The minister hoped that the campaign would help to develop safety awareness in the minds of tourism stakeholders and travelers.
In addition to launching the We Love Bali program, the Tourism Ministry also plans to set aside Rp 119 billion (US$8 million) to provide free CHSE certification for businesses across Indonesia. The certificate is intended to help regain tourists’ trust in travel.
“Travel businesses, hotel managements and restaurant owners can immediately improve their preparations in cleanliness, health and safety protocol implementation in accordance with the government’s COVID-19 health protocols [through the program],” he said.
Tourism is the beating heart of Bali’s economy as around 60 percent of the island’s gross regional product comes from this sector.
Unfortunately, the tourism industry is also one of the sectors hardest-hit by the COVID-19 outbreak. According to Bali Tourism Agency, the island had lost an estimated Rp 48.5 trillion (US$3.33 billion) in tourism revenue between March and July.
Bali reopened to tourists in August, amid the COVID-19 pandemic.

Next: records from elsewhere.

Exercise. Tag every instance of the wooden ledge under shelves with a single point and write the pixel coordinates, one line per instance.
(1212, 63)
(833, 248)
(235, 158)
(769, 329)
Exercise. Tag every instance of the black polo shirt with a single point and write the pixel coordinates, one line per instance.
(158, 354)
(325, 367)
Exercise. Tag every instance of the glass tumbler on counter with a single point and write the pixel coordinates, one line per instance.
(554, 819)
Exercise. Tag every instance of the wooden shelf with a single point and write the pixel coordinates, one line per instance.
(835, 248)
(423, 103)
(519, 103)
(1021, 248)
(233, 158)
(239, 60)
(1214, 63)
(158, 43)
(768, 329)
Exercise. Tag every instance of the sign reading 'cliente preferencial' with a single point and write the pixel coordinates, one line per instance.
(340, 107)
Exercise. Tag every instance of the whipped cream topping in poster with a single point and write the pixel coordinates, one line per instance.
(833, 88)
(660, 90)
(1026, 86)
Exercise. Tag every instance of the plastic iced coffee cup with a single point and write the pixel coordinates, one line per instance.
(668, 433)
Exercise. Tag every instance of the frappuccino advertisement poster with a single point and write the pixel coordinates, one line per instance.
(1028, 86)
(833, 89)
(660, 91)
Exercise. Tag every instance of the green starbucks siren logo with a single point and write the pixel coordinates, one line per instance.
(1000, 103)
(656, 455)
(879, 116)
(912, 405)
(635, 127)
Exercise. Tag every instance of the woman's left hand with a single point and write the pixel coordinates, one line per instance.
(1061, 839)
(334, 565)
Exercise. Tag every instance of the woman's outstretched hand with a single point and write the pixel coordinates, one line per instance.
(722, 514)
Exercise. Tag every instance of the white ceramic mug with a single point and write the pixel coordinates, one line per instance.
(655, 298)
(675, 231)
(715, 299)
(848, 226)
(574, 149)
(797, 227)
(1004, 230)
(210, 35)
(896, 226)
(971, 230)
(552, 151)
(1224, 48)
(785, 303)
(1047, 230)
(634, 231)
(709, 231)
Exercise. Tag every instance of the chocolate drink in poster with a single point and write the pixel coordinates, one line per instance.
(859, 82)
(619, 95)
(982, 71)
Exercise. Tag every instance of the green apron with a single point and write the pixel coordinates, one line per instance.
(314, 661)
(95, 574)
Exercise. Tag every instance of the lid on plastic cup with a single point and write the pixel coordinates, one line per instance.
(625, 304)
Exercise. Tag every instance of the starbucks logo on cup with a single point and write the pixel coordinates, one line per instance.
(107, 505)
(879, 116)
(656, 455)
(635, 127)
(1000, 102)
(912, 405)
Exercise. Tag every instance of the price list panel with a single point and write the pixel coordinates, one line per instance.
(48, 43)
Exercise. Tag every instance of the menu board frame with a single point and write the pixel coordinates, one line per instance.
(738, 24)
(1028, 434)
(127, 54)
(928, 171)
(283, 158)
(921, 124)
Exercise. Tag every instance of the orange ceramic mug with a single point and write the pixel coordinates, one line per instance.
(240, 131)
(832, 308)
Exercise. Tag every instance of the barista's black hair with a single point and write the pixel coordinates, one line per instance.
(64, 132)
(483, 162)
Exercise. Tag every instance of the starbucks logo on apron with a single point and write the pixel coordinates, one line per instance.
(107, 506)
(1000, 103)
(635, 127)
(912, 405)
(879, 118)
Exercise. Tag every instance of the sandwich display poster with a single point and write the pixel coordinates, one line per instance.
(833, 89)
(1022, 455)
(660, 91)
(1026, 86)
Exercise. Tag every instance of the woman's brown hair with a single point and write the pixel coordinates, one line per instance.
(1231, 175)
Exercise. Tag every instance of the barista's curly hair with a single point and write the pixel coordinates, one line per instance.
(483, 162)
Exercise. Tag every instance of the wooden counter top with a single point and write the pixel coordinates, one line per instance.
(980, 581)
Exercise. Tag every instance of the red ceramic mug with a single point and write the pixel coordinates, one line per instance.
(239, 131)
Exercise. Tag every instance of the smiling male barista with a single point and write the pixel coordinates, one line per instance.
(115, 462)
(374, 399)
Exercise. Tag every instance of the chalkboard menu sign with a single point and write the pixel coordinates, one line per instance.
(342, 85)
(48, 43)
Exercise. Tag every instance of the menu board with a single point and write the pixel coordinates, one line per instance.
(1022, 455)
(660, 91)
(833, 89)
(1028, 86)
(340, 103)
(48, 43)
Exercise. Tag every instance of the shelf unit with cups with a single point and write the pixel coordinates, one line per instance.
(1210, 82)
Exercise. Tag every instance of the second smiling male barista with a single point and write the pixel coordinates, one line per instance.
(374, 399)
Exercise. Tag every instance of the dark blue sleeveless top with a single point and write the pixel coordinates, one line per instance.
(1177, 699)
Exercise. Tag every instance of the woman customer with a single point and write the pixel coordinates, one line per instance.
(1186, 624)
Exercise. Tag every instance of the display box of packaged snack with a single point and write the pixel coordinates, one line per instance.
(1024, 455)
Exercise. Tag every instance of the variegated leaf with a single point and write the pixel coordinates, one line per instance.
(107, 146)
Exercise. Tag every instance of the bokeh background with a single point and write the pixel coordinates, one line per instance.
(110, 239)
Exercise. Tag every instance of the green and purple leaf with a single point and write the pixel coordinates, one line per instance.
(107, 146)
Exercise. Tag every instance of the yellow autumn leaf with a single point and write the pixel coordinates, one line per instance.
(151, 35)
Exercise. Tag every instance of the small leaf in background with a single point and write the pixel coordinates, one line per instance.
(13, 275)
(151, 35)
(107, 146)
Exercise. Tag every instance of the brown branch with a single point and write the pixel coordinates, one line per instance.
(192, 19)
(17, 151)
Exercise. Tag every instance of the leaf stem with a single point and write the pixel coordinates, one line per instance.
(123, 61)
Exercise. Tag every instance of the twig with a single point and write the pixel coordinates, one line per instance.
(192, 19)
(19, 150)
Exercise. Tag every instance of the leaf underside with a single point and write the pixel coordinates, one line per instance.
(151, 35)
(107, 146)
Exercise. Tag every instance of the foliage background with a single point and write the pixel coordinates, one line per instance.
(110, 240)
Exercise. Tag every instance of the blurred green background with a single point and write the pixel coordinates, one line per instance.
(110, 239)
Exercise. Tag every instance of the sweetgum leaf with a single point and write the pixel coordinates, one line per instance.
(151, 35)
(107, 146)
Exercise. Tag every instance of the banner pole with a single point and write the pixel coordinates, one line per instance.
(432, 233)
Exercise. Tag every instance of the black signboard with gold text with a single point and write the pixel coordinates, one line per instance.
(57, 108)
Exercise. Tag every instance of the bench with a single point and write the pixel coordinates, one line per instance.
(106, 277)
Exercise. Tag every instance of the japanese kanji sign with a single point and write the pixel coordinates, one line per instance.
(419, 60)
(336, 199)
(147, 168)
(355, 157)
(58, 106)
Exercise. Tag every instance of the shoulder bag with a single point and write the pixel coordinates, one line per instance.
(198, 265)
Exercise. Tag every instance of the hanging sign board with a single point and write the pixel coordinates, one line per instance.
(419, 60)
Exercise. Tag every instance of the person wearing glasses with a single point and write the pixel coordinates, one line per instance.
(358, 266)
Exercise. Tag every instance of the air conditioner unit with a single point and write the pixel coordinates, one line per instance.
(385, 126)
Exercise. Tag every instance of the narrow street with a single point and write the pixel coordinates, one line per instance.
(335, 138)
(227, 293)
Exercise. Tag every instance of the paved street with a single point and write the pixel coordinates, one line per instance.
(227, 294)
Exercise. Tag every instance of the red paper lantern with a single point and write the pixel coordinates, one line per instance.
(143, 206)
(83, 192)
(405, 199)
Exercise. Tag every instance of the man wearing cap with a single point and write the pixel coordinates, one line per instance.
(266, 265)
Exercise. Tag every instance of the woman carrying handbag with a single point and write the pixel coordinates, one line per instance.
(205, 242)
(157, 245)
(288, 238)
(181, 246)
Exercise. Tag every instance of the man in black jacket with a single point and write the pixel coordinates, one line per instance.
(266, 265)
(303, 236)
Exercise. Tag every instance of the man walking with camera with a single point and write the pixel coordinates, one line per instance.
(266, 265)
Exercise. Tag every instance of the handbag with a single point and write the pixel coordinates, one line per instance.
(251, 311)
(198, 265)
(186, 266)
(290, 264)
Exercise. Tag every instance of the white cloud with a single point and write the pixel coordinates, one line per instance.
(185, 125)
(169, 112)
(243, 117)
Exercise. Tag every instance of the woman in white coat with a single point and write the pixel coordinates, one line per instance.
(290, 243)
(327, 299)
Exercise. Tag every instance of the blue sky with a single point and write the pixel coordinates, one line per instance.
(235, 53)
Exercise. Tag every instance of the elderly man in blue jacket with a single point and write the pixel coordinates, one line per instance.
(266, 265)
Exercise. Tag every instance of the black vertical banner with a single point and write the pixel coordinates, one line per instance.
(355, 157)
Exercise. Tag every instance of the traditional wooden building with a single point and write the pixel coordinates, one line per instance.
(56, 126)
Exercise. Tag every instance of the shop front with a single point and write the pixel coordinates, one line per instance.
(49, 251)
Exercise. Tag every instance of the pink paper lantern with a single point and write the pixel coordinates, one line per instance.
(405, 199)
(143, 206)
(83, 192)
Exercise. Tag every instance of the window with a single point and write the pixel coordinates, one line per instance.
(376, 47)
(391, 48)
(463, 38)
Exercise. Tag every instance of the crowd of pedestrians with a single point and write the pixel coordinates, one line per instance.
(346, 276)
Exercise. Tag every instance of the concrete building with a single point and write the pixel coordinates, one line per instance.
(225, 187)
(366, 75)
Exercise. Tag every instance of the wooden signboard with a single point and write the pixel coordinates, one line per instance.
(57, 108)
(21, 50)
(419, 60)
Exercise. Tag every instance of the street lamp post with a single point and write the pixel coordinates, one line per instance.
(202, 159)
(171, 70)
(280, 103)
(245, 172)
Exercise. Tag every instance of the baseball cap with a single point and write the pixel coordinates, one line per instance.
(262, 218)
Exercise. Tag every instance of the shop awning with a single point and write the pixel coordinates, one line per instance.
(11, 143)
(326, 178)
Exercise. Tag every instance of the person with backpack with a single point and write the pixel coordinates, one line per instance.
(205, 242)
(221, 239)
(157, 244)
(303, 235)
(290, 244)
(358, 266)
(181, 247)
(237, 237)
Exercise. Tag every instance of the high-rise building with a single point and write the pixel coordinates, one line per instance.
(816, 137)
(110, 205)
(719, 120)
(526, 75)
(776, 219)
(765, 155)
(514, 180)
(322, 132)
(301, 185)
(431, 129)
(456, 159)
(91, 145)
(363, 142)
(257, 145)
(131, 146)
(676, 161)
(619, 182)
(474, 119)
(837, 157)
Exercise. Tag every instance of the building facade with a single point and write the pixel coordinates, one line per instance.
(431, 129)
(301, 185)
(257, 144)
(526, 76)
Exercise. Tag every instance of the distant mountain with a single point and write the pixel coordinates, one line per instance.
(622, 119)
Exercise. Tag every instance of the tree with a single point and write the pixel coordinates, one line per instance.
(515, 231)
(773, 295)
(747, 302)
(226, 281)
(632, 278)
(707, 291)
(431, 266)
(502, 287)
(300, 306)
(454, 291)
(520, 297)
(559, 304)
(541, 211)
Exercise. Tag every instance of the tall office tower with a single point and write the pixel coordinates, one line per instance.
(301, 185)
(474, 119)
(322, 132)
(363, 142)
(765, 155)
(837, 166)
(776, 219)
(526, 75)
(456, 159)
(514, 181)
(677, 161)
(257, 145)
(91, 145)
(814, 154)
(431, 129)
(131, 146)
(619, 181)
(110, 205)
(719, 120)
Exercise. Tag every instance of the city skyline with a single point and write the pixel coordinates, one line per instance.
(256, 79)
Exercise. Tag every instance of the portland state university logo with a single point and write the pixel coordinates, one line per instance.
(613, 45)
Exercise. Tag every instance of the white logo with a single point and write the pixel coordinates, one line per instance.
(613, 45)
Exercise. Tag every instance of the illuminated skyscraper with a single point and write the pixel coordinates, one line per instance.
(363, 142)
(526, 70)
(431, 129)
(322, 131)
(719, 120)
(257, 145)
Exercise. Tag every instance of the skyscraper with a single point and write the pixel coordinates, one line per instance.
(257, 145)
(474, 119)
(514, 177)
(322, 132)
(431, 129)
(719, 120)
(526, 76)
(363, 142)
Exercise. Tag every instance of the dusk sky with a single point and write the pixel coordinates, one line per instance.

Cleanliness and safety are among the major concerns for travelers before deciding to go on a trip during a pandemic.
Professional Association of Diving Instructors (PADI) Asia Pacific territory director Paul Tosh Tanner said last month that while tourists had held back from visiting Indonesia’s diving spots, particularly in Bali, due to border closures, health and safety played a substantial role in their future travel intentions.
“People will come to Indonesia once they know they are safe. Before, people were looking for adventures and risk-taking, now, families and independent travelers are looking for something safe,” Tanner said during a broadcast event called Indonesia Dive Tourism Market Updates 2020. (jes)
Editor’s note: This article is part of a public campaign by the COVID-19 task force to raise people’s awareness about the pandemic.